GRIN, the studio behind crowd-funded action-platformer Woolfe - The Red Hood Diaries, has closed. Founder Wim Wouters broke the news in a heartfelt blog post that basically makes you feel incredibly anxious for all the other indie developers out there.
”The team is now dismantled and we have requested bankruptcy unable to pay outstanding bills,” Wouters writes. ”I guess our public silence the last few months already said a lot. It is not out of disrespect that our communication dropped to almost zero… it is out of shame. It is truly devastating to read the negative comments we received by some press and players.

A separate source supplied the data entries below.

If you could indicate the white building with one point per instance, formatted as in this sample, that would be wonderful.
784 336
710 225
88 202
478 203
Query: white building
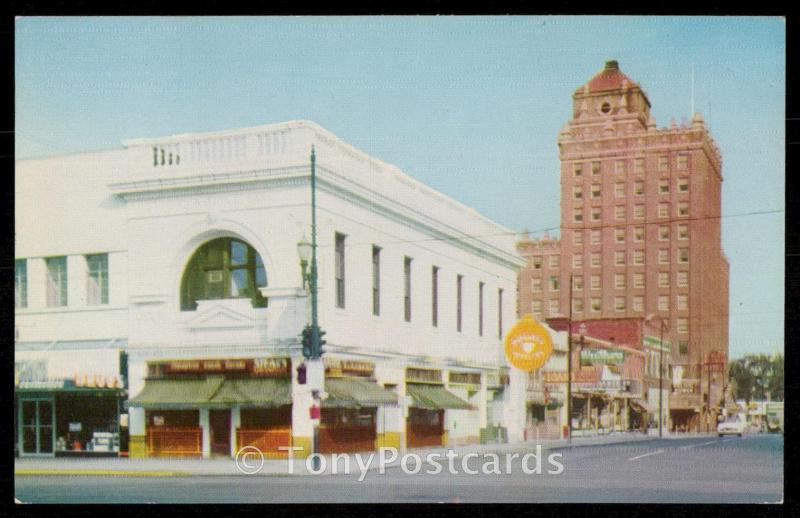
181 252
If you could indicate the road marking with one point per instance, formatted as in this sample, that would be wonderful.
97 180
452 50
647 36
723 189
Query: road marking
695 445
647 454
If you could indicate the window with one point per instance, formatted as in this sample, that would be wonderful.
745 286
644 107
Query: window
435 296
376 280
21 283
500 313
459 294
407 288
339 266
682 324
97 286
56 281
224 268
480 309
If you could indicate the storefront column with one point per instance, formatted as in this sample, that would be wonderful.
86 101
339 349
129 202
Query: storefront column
205 426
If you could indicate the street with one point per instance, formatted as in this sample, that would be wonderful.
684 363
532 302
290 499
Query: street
692 470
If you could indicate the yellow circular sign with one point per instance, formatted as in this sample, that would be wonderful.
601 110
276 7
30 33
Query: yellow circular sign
528 344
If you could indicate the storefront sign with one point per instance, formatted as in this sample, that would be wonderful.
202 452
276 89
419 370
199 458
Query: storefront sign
424 375
528 344
602 356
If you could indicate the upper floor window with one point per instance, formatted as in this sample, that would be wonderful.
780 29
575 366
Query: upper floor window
21 283
97 288
224 268
56 281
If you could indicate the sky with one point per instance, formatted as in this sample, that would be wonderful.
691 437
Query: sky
471 106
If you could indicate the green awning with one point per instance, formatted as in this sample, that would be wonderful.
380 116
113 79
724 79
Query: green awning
354 392
259 391
435 397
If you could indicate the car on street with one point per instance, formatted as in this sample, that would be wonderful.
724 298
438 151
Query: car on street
732 425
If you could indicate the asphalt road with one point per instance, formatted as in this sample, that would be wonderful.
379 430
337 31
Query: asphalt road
697 470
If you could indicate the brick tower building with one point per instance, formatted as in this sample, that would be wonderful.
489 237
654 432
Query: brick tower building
640 233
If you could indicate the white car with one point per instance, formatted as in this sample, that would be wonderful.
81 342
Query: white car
732 425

With Woolfe being the most passion driven thing we have ever created, it feels horrible to live with the feeling we let you down.”

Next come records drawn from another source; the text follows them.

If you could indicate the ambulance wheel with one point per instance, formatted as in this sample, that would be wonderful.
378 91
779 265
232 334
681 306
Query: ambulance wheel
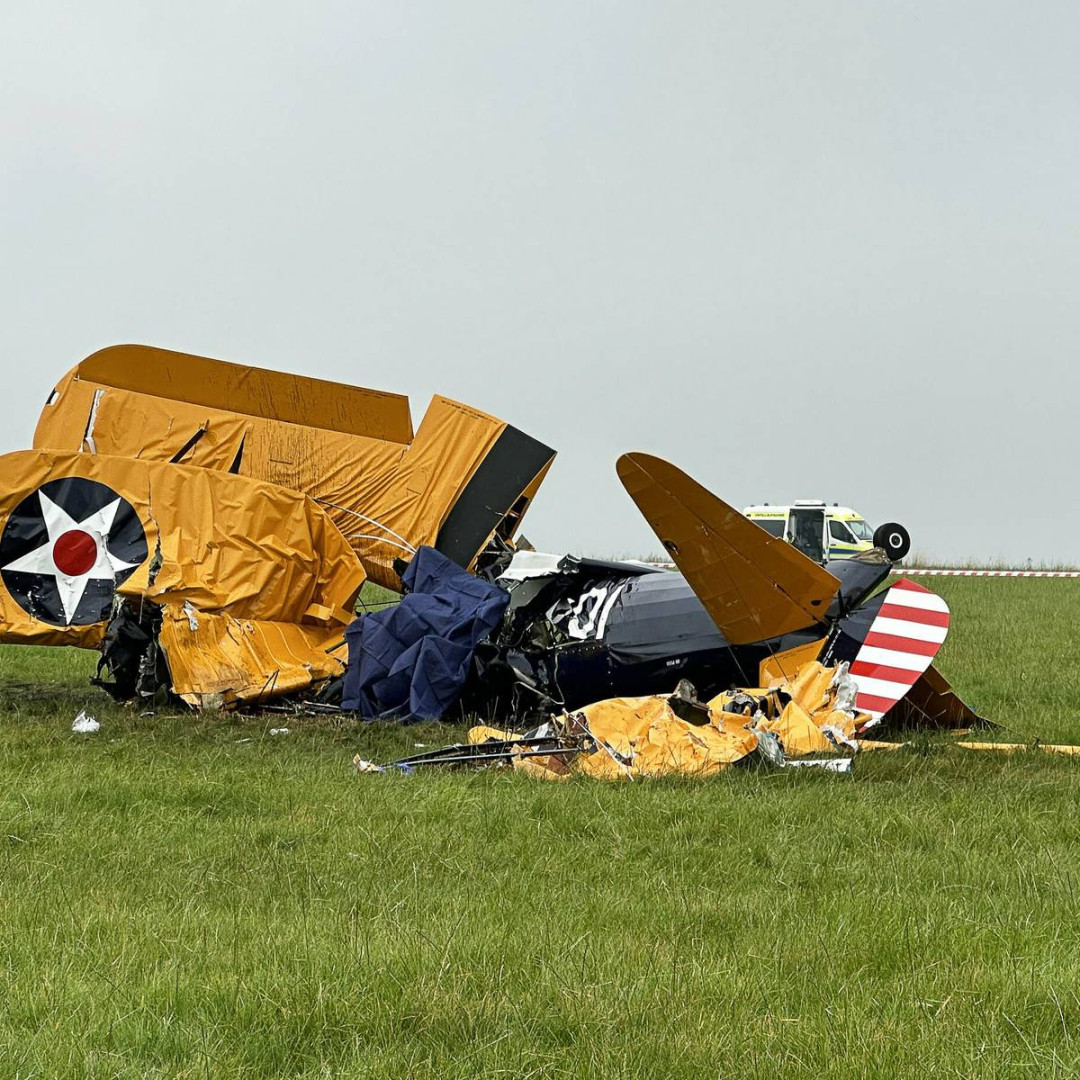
893 540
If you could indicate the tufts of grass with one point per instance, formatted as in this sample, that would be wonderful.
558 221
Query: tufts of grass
189 896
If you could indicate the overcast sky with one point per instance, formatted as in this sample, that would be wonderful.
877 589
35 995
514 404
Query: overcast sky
823 251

He also admits that the team made some mistakes, and underestimated the impact of some of their decisions; moving from a planned 2D style to 3D ”had a major impact on overall development cost”, and lead to problems with combat, exploration and collision detection that the team never really conquered.
Wouters reveals that most of the Kickstarter backer rewards that were promised during the game’s successful campaign are ready and printed, but there’s no money left to post them.Volume 2 of the game’s two-part story will likewise never see the light of day.
He signs off by revealing that the team has put up the game’s assets and IP for sale, in the hope that a new development studio can take the idea and run with it. I’d recommend reading through the full blog post, which details just some of the difficulties that developers, and indeed crowd-funded productions, face.
It’s all a massive shame, because Woolfe was a lovely looking game that clearly had a lot of love poured into it. The art design and gameplay elements simply never mixed coherently together, and GRIN never quite managed to bring the game they set out to create to life. This is, unfortunately, always going to be the risk that crowd-funded developers and customers take.